There are generally three service models for cloud computing; Software as a Service (SaaS), Platform as a Service (PaaS) and Infrastructure as a Service (IaaS).

Software as a Service (SaaS)

SaaS is generally considered an application provided to the consumer running on a cloud infrastructure. The application will be made accessible via different client platforms and devices and or application programming interfaces (API). The consumer of the application will not have management responsibility or control of the underlying network, physical infrastructure, servers, databases, programming platform, storage, operating systems, or most security elements.
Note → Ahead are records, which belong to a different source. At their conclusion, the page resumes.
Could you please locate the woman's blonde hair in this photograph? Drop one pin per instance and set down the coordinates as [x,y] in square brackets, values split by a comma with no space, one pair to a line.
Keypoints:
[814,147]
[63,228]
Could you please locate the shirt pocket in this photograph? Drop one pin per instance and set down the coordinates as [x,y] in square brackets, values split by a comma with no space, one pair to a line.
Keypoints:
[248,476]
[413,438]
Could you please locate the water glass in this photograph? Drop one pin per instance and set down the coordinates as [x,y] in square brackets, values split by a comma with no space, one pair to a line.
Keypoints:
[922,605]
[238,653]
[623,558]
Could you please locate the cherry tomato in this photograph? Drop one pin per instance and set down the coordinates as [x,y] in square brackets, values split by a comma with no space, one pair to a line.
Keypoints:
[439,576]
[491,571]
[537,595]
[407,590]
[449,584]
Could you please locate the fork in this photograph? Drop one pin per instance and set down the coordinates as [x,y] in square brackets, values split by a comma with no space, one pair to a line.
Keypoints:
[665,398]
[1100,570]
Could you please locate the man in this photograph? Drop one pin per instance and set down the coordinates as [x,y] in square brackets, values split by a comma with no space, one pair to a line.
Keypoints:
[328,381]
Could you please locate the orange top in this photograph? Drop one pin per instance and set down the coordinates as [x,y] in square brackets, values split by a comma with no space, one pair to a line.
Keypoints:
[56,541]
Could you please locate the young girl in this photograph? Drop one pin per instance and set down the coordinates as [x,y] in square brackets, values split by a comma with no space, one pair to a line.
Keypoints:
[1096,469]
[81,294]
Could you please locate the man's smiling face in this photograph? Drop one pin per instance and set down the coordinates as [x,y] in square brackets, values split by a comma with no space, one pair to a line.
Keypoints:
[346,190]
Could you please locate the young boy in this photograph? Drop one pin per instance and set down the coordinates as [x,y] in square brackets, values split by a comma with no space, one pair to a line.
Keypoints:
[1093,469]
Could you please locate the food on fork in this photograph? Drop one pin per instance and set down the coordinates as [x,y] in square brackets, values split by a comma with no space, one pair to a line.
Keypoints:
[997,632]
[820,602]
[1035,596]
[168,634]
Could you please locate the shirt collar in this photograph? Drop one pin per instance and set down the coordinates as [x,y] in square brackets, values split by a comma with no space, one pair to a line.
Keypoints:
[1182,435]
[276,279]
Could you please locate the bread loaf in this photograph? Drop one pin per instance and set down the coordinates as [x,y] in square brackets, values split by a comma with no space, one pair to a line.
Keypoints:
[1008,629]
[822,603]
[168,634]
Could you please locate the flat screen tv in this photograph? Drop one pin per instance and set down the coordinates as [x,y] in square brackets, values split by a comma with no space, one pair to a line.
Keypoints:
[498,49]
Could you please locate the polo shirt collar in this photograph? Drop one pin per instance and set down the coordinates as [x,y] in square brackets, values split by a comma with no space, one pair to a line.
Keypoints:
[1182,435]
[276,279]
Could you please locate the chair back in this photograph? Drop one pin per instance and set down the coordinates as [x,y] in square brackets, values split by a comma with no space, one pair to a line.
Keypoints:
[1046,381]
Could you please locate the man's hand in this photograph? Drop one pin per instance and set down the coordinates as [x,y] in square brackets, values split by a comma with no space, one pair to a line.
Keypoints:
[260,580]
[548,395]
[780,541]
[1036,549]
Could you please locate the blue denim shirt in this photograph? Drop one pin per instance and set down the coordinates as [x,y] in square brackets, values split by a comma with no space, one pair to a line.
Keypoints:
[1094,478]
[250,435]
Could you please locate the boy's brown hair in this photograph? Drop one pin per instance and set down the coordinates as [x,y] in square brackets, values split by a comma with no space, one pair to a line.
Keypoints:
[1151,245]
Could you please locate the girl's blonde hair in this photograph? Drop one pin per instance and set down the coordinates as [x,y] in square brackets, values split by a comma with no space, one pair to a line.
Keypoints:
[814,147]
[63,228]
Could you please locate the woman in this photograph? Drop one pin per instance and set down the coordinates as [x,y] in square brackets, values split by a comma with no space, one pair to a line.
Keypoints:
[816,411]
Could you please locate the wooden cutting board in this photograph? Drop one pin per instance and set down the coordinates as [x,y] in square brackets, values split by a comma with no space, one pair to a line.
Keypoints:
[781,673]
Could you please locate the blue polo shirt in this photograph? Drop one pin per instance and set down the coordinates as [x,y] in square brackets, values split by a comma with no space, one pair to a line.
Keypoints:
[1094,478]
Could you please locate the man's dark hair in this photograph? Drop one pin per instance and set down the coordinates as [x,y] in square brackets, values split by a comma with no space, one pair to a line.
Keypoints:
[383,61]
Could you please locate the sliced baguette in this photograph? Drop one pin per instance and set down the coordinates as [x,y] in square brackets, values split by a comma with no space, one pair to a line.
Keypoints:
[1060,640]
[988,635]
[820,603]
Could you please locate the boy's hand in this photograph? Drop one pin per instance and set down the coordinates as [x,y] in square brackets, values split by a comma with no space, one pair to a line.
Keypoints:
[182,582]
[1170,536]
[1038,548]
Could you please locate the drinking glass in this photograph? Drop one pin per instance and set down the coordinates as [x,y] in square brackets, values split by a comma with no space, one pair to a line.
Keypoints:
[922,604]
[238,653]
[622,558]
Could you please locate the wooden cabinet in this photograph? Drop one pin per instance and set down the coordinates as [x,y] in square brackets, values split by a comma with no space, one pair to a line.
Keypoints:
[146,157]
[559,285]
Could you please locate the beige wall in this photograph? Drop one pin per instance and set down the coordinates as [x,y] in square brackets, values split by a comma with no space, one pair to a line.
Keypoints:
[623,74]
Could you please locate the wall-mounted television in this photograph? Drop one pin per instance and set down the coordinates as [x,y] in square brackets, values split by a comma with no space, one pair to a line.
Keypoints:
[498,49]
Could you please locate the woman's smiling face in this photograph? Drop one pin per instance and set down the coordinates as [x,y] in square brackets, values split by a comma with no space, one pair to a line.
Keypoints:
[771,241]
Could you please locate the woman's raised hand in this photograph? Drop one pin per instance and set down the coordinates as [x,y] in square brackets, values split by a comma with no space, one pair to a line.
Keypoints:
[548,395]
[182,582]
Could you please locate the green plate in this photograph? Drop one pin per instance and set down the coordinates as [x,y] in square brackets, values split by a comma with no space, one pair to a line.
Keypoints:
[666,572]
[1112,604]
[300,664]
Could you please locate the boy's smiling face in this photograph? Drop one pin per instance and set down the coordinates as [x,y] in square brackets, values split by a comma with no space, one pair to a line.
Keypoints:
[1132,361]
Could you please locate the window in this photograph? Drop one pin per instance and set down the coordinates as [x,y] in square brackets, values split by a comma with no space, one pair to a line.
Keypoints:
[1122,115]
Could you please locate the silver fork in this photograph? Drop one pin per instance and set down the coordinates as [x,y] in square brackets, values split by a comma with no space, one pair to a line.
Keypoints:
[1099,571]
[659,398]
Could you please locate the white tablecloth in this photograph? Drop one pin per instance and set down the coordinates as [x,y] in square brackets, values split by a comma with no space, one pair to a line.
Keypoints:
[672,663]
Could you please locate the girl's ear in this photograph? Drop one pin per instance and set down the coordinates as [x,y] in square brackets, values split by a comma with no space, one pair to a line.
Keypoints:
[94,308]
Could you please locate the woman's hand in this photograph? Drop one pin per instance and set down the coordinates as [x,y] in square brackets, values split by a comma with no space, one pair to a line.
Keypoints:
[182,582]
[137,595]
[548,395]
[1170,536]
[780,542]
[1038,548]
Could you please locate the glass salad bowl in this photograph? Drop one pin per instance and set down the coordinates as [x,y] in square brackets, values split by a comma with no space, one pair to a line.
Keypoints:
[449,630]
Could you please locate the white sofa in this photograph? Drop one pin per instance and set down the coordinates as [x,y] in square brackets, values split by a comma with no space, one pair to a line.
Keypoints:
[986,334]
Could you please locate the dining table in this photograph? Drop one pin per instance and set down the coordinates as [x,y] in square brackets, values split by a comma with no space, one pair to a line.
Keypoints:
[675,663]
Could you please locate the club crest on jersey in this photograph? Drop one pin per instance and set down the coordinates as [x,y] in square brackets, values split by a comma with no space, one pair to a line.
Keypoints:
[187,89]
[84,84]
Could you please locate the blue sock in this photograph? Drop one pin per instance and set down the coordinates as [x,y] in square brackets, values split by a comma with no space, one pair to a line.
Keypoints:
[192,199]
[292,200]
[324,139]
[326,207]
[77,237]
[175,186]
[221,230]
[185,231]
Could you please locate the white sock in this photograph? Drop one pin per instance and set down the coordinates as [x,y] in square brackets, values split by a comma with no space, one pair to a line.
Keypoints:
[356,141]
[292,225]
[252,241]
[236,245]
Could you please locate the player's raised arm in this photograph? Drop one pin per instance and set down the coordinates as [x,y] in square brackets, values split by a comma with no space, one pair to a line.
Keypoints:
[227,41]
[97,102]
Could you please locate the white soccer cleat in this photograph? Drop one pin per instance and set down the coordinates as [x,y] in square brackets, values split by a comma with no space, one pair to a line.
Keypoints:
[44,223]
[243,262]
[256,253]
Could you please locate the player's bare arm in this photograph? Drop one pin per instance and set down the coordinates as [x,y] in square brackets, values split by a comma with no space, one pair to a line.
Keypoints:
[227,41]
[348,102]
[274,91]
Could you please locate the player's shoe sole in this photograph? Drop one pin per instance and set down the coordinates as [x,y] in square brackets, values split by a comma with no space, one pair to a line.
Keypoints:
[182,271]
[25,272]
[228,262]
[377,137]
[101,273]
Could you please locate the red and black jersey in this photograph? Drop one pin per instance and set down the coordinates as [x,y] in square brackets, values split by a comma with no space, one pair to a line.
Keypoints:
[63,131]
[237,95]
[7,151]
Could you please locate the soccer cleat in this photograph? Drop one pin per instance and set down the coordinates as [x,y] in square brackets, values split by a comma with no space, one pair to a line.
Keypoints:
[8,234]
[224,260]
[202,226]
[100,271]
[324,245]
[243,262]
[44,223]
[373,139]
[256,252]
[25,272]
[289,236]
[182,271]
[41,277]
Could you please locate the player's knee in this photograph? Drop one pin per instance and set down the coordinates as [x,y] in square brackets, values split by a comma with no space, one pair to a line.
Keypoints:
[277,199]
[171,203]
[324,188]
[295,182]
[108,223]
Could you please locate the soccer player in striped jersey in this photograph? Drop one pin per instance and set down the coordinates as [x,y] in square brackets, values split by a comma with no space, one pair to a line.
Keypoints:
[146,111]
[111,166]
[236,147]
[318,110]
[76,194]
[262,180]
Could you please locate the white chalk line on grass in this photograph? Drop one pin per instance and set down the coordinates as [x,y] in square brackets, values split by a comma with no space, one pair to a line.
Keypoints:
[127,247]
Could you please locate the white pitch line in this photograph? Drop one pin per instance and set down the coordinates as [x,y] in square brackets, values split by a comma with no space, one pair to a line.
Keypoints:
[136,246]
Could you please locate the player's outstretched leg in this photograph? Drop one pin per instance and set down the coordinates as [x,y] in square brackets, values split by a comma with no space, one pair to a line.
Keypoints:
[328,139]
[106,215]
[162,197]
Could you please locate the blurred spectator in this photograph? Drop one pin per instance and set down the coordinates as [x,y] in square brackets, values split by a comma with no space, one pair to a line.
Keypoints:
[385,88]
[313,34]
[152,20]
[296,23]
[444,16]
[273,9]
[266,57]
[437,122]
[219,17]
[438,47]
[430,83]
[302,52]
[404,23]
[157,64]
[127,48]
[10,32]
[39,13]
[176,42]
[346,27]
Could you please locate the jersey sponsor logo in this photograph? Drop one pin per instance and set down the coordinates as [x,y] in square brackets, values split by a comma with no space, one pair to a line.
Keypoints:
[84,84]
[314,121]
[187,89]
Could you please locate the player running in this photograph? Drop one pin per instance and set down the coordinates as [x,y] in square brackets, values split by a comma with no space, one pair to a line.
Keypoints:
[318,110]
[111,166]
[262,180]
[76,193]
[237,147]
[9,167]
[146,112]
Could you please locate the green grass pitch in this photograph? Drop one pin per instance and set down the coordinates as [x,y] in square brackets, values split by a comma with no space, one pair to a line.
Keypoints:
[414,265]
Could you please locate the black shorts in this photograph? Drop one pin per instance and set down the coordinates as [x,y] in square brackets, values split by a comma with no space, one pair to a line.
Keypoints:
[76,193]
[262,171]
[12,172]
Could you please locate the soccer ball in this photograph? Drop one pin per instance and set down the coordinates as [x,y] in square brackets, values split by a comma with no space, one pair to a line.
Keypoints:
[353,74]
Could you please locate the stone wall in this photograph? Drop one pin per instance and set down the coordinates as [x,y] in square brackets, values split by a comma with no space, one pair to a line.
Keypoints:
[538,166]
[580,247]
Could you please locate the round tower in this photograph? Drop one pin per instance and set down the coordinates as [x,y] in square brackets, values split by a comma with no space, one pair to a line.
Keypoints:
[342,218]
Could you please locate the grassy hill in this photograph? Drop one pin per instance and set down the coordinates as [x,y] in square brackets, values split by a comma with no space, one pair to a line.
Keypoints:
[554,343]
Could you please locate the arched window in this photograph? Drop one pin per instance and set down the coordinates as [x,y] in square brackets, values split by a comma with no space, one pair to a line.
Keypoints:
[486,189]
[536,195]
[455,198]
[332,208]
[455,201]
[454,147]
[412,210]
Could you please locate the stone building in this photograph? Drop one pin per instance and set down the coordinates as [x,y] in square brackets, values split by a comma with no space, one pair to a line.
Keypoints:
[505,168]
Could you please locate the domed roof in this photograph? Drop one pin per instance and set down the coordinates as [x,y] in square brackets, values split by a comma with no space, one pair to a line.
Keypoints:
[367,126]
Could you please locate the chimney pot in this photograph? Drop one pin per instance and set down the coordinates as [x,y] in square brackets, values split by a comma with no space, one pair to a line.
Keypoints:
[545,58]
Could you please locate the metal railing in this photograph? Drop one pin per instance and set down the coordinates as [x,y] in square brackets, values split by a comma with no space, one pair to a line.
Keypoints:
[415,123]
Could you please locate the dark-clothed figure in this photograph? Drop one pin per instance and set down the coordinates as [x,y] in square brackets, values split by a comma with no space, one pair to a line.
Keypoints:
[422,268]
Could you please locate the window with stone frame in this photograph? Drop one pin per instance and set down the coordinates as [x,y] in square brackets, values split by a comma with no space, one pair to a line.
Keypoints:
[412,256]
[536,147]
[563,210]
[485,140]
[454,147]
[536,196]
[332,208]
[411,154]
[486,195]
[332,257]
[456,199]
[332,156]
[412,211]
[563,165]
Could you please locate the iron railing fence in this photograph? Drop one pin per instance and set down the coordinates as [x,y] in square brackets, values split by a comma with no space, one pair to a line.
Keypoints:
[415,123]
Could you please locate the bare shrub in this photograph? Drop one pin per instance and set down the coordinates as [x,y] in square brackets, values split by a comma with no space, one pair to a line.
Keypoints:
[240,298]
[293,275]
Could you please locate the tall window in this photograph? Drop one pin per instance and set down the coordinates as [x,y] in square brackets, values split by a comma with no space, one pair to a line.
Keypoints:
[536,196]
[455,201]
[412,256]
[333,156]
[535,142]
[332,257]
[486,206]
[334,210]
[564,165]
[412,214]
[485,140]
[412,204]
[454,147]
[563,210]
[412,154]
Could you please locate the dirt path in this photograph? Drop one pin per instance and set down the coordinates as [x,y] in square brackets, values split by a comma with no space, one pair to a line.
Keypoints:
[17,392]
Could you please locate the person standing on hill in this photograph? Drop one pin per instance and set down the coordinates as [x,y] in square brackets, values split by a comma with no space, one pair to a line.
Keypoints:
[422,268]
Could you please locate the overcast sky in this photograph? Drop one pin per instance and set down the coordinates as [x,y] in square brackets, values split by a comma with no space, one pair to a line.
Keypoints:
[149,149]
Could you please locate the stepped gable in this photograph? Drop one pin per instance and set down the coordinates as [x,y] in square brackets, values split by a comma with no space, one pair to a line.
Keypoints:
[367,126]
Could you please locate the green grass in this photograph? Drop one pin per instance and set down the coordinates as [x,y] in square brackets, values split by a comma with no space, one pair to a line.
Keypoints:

There may be some options and capabilities exposed for use or management of the application however these are generally focused on the consumer's portion of the application and the respective data.

Examples of Software as a Service at UCSF includes:

  • SalesForce - available here
  • Box - available here
  • ServiceNow - available here
  • Qualtrics - available here
  • CrashPlan - available here
Platform as a Service (PaaS)
PaaS is a service model where the consumer of the service can deploy consumer-created or consumer-acquired applications leveraging services, libraries, and languages supported by the service provider. The consumer will not have access to the underlying network, physical infrastructure, services, storage, operating system or some security elements. Within this model the consumer will likely have control of the configuration settings for the application environment. 
Examples of Platform as a Service at UCSF includes:
  • UCSF Drupal (Acquia hosted) - available here
  • Amazon Web Services - please contact UCSF Procurement
  • Microsoft Azure - please contact UCSF Procurement
Infrastructure as a Service (IaaS)
IaaS models are closer to what a traditional IT infrastructure looks like and offers more control for the consumer where the consumer can provision and configure processing, operating systems, platform components, databases, storage, networks and other foundational computing components. With these components the consumer is free to run whatever software that will run within the distributed systems available from the IaaS provider. The consumer will likely not have direct access to the physical infrastructure and will likely only have limited access to networking and storage elements. 
Examples of Infrastructure as a Service at UCSF includes:
  • Amazon Web Services
  • Microsoft Azure
  • UCSF Datacenter VMware Hosting

Cloud Computing Deployment Models

In addition to the various Cloud Computing Service Models these services can be deployed with varying points of access and integration within an organization's computing infrastructure and network. Leveraging the National Institute of Standards and Technology (NIST) definitions there are four deployment models for cloud computing; private cloud, community cloud, public cloud, and hybrid cloud. 

Private Cloud

A cloud infrastructure or service which is provisioned for use by a single organization which may be comprised of multiple consumers. This is generally owned and operated by the organization, a contracted third party or a combination and this infrastructure may reside on or off premises.

Community Cloud

The community cloud model is a cloud infrastructure which is provisioned for use by a specific community of consumers who are from different organizations and have a shared concern or business need. This community cloud may be owned, managed and operated by one or many of the organizations participating in the community. The cloud infrastructure may also be provided by a third party or a combination of community members and third party companies and may exist on or off premises.

Public Cloud 

Public cloud infrastructures are provisioned for use by the general public and are generally open to use. The infrastructure will exist on the premises of the cloud provider and may be owned, managed and operated by a combination of the businesses, academic institutions, government organizations, or third parties who consume the cloud service. 

Hybrid Cloud

This cloud infrastructure model is a composition of two or more of the previous models whereby there are unique components bound together by technologies enabling data and resource portability within the distributed system.